Citing "an unexpected operating loss" in fiscal 2007 and the first quarter of 2008 and "persistently weak liquidity," Standard & Poor's has lowered its rating on bonds issued on behalf of Crozer-Chester Medical Center.
S&P said the outlook was stable. The lower rating affects about $179 million in debt.
The rating on the hospital bonds issued by the Delaware County Authority dropped to "BBB-" from "BBB."
Crozer-Keystone Health System's debt is secured by revenue from its hospitals: Crozer-Chester Medical Center, which is named on the bonds, plus Delaware County Memorial, Taylor, Springfield and Community Hospitals, said Liz Sweeney, health-care analyst for Standard & Poor's.
She said Crozer had "always been the dominant provider in Delaware County, but our concern is that dominance isn't getting them enough sort of financial stability." She said the system, which is facing strong competition from the University of Pennsylvania Health System and Main Line Health, needed a bigger cushion.
Crozer reported a $1.8 million operating loss for fiscal 2007 on revenue of $853 million, and a $2.8 million operating loss for the first quarter of fiscal 2008, when total revenue was $210 million, Sweeney said. The credit-rating company said hospital management blamed the "sub-par performance" on a rapid drop in patient length of stay and an inability to reduce staffing levels quickly. The hospital also said it had more bad debt and higher employee-health-coverage costs.

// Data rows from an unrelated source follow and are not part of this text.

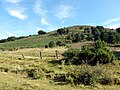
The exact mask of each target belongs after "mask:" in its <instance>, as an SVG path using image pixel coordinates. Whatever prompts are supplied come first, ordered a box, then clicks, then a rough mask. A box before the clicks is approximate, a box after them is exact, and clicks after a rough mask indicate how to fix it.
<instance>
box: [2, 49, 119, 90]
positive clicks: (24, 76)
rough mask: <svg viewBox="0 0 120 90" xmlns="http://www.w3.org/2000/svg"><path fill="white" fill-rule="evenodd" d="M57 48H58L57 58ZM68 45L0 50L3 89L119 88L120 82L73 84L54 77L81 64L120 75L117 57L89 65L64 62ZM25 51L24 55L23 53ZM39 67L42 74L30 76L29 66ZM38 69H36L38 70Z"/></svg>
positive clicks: (45, 89) (89, 88) (53, 89)
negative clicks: (8, 49) (91, 85)
mask: <svg viewBox="0 0 120 90" xmlns="http://www.w3.org/2000/svg"><path fill="white" fill-rule="evenodd" d="M55 50H58V52H59V53H58V56H59V58H58V59H57V58H56V57H55V55H56V54H55ZM66 50H67V48H65V47H56V48H47V49H46V48H41V49H40V48H29V49H19V50H17V51H1V52H0V90H119V89H120V85H114V84H111V85H101V84H99V83H96V84H95V85H94V86H89V85H83V84H80V85H77V86H74V85H71V84H65V83H64V82H59V81H55V80H54V77H55V76H56V75H59V74H60V75H61V74H65V73H67V71H69V70H71V69H74V68H79V69H81V70H83V69H85V68H88V67H89V69H97V68H98V69H99V70H101V71H102V72H105V73H106V75H109V77H114V78H120V61H119V60H115V61H114V62H112V63H109V64H106V65H99V66H89V65H87V66H86V65H78V66H76V65H65V64H64V63H63V62H61V61H60V60H61V59H63V56H62V55H61V54H62V53H63V52H64V51H66ZM40 51H42V53H43V58H42V59H40V55H39V52H40ZM22 55H24V58H23V56H22ZM34 69H36V70H37V69H39V70H40V71H39V72H40V75H41V76H40V78H38V79H36V78H32V77H29V76H28V71H29V70H34ZM39 72H38V71H37V73H39Z"/></svg>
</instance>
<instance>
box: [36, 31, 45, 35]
mask: <svg viewBox="0 0 120 90" xmlns="http://www.w3.org/2000/svg"><path fill="white" fill-rule="evenodd" d="M42 34H46V32H45V31H43V30H40V31H38V35H42Z"/></svg>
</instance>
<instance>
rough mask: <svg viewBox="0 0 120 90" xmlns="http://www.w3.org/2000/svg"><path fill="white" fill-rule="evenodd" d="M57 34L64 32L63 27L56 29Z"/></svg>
mask: <svg viewBox="0 0 120 90" xmlns="http://www.w3.org/2000/svg"><path fill="white" fill-rule="evenodd" d="M57 34H60V35H62V34H65V29H63V28H61V29H58V30H57Z"/></svg>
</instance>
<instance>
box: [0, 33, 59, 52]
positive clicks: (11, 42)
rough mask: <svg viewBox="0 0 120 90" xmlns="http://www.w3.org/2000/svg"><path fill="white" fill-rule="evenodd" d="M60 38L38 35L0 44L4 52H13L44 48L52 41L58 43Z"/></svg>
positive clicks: (46, 34) (0, 48) (47, 35)
mask: <svg viewBox="0 0 120 90" xmlns="http://www.w3.org/2000/svg"><path fill="white" fill-rule="evenodd" d="M57 40H58V37H53V36H49V34H46V35H36V36H30V37H27V38H24V39H20V40H15V41H10V42H5V43H1V44H0V49H3V50H8V49H9V50H10V49H11V50H12V49H22V48H36V47H44V46H45V45H47V44H48V43H49V42H50V41H57Z"/></svg>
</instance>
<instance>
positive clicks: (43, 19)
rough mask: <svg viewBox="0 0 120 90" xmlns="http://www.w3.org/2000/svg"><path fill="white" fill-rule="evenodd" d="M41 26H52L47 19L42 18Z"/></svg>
mask: <svg viewBox="0 0 120 90" xmlns="http://www.w3.org/2000/svg"><path fill="white" fill-rule="evenodd" d="M41 24H42V25H50V24H49V23H48V21H47V19H46V18H42V19H41Z"/></svg>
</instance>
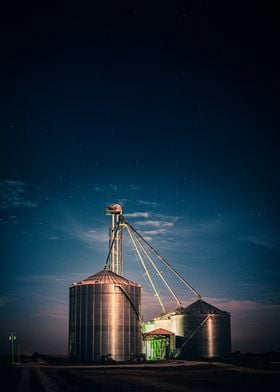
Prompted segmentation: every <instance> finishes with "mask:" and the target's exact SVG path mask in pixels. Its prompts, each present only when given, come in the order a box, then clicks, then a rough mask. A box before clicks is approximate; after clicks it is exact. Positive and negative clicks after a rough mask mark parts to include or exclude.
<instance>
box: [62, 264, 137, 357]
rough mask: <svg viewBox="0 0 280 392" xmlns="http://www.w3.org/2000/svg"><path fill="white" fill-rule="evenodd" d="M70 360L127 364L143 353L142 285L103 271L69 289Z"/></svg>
mask: <svg viewBox="0 0 280 392" xmlns="http://www.w3.org/2000/svg"><path fill="white" fill-rule="evenodd" d="M69 313H70V317H69V357H70V359H71V360H75V361H99V360H102V359H112V360H115V361H126V360H129V359H131V358H133V357H135V356H137V355H139V354H140V351H141V325H140V314H141V286H140V285H139V284H137V283H134V282H132V281H130V280H128V279H125V278H124V277H122V276H120V275H117V274H115V273H114V272H112V271H110V270H108V269H104V270H102V271H100V272H98V273H97V274H95V275H92V276H89V277H88V278H86V279H84V280H82V281H81V282H79V283H77V284H74V285H72V287H70V310H69Z"/></svg>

Crozer spokeswoman Kathy Scullin said the lowered bond rating was "indicative of the very tough environment that the hospitals operate in." The hospitals announced a reorganization of outpatient, psychiatry and rehabilitation services last month, she said. Because employees can retrain for open positions in other departments, it is too early to tell how many jobs will be lost, Scullin said.
Those changes should put the hospitals back in the black, Sweeney said, but "long term, they need to do more than that."